So if you are thinking about safety and Fukushima and Chernobyl, forget it: it does not happen every day. Concerned about nuclear waste? Remember Koko? Where were you when waste from other lands was offloaded in our Niger Delta some decades back? Concerned about the high cost of construction? Or terrorist attacks? Look, we are in worse situations than that. We need light. We should hold at any straw. Nuclear energy does seem a strong one at present.
Yes, nuclear plants do cost a bit to build, and they take ages to come on stream. But the only reason why nuclear power plants cost so much is because, in the capitalist West, expensive and sometimes unsustainable loans are taken with prohibitive interest rates to build them. To prove this, www.21stcenturysciencetech.com says “nuclear power plants that should have cost between $500 million and $1 billion had their final costs escalate several times up due to [these] reasons…”
A simple, modern nuclear power plant could be planned and constructed in four years or less (42 months for some).
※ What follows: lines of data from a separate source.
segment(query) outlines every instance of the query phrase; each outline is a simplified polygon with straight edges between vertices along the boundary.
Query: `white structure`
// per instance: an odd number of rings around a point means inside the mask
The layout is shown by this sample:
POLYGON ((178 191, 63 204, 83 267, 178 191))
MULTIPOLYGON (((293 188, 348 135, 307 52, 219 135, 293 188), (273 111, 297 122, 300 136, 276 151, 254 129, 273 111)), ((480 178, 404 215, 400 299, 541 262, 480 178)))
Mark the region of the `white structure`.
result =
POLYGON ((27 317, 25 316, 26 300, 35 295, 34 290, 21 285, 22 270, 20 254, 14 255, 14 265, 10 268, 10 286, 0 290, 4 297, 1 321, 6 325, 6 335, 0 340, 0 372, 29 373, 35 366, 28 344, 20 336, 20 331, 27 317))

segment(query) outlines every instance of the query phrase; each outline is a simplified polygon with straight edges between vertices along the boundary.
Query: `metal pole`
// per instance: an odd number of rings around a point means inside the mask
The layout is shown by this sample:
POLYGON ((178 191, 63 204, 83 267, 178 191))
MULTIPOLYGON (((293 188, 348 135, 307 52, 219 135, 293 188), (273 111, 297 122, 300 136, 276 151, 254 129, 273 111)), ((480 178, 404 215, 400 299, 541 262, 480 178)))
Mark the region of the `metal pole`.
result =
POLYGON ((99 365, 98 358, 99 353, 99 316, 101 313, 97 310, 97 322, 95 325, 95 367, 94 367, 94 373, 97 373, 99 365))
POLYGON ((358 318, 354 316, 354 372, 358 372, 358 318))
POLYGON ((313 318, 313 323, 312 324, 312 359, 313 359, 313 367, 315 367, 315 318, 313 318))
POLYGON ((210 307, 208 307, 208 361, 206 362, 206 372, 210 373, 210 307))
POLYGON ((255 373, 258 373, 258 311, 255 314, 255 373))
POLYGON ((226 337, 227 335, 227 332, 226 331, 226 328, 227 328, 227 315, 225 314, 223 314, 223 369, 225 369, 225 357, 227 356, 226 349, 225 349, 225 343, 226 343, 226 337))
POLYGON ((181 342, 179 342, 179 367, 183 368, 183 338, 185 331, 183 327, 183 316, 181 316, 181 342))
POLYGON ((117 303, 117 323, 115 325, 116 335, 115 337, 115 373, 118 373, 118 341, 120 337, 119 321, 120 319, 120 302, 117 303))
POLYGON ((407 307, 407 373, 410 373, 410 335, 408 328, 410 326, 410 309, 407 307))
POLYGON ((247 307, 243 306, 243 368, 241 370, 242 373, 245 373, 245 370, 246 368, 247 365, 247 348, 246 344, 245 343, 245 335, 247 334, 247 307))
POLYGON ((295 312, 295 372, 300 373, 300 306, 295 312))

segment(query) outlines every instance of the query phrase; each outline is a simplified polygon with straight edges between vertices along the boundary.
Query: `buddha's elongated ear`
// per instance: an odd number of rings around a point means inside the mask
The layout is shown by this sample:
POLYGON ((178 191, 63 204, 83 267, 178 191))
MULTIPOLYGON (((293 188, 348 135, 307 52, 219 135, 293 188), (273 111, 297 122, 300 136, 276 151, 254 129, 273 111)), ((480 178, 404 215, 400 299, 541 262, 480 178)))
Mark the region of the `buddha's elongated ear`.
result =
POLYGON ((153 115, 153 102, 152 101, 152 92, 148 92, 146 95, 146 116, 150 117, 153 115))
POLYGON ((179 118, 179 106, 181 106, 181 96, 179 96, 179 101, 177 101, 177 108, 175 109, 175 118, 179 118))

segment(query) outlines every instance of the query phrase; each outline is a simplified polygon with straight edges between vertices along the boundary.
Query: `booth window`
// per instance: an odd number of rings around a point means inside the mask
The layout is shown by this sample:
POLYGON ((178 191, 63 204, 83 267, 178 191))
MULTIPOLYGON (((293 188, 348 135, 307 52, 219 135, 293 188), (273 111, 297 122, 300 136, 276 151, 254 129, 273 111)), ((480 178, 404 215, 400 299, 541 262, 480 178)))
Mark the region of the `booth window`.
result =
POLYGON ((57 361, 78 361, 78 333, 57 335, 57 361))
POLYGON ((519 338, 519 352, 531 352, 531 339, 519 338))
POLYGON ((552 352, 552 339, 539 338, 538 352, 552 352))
A simple plant, which may provide upwards of 1,000 MW, may be built for less than $1 billion. Therefore, with $10 billion (a quarter of our current foreign reserves), we could have 10 reactors providing 10,000 MW by 2018, if we start now.
Now comes the question of management. Since we didn’t even use to trust local coaches with our Super Eagles, we should never trust any local engineer with our nuclear power plants. We should just go ahead and employ foreign managers, and include Nigerians in the Diaspora savvy in nuclear and particle physics and other such high sounding esoteric sciences to come and man them.
And for where to situate the reactors? If we plan to build ten reactors of 1,000 MW each, each geopolitical zone should have one, and the remaining four situated around the Federal Capital Territory. That way, should there be any problem, it will have a Federal Character.